E’ questo quello che Noah Baumbach sembra dirci nel suo ultimo lavoro presentato come film d’apertura in concorso alla 82a edizione del festival del cinema di Venezia. La macchina da presa segue la matura e forse anche tardiva insofferenza al successo di un grande e riconosciuto divo hollywoodiano, interpretato da George Clooney, nei panni di un metaClooney gigione e compiaciuto che d’improvviso mette in discussione la sua esistenza e decide di rinunciare all’allure della vita rappresentata per recuperare un barlume di vissuto. Un atipico road movie alla Alexander Payne. Più che un viaggio, è una resa dei conti interiore che psicanalizza il fallimento dei rapporti imprescindibili: prima quelli parentali, poi, più in generale, quelli con la verità di un quotidiano che solo l’anonimato consente di percepire.
In questo viaggio irruente e emozionale Kelly riprodurrà un simulacro di realtà restando sempre un po’ a distanza dalla dimensione esperienziale del vero puro poiché questa sarà mediata dal suo status di divo di prima grandezza. Così il suo sarà Il vagare privilegiato di un flaneur che osserva solo più da vicino le peculiarità della vita vera senza mai poterla davvero lambire. Prova ne è il codazzo di assistenti che come segugi marcano il suo passo e determinano il suo apparente, anarchico ed avventato, agire “antishowbiz” fra i quali emergono i ruoli del manager interpretato da un Adam Sandler decisamente incisivo lontano dal registro comico e di una Laura Dern non valorizzata, anche a livello di scrittura.
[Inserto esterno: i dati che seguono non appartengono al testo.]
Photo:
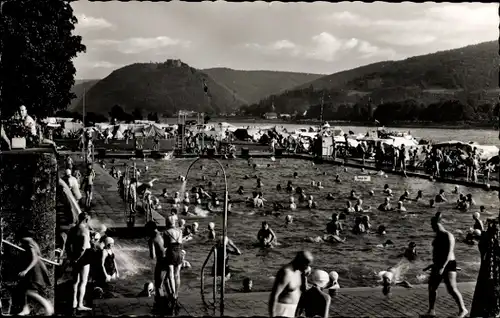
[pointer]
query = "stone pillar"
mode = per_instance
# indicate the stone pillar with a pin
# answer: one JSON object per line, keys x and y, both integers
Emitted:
{"x": 28, "y": 180}
{"x": 486, "y": 301}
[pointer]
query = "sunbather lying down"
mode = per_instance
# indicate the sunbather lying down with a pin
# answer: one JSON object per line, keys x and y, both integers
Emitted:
{"x": 392, "y": 277}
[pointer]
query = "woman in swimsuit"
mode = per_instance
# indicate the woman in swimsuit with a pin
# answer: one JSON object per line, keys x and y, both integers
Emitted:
{"x": 444, "y": 267}
{"x": 173, "y": 255}
{"x": 34, "y": 277}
Il film funziona, intrattiene, comunica esattamente ciò che si riprometteva di fare e tecnicamente non manca dei suoi fondamentali. Probabilmente Baumbach genera attese che giocano contro un prodotto che se realizzato da chiunque altro sarebbe stato più che sufficiente. Il suo, di norma, è un cinema capace di scavare a fondo nella psiche dei suoi protagonisti e di donare allo schermo tutta la complessità delle diverse facce di ogni individuo (basti pensare a “Storia di un matrimonio”).
In questo caso, invece, la tensione introspettiva sembra arrestarsi in nome di una accessibilità tipica della filmografia mainstream ma a cui il regista non è uso.
Il film sviluppa certamente interessanti riflessioni sulla necessità di ritrovare l’essere anche quando questo crea uno iato con l’apparire ma rischia di sembrare non del tutto credibile quando sceglie di farlo incarnare da uno dei divi più glamour e mondani del nostro presente che appare qui in una vena quasi autoassolutoria e vittimistica che forse non può fare davvero a meno della futilità che in apparenza contesta (iconico in questo senso il blocco di scene memorabili di suoi film al momento del premio alla carriera).
Jay Kelly, insomma, va visto ma come opera in sé e per sé senza inscriverla nella ben più complessa filmografia di Baumbach. Un film ricco di momenti cinematograficamente riusciti che realizza, forse per scelta programmatica, un Baumbach ad usum delphini, spogliato di ogni intellettualismo, in funzione della fruizione generalista tipica dei prodotti di piattaforma.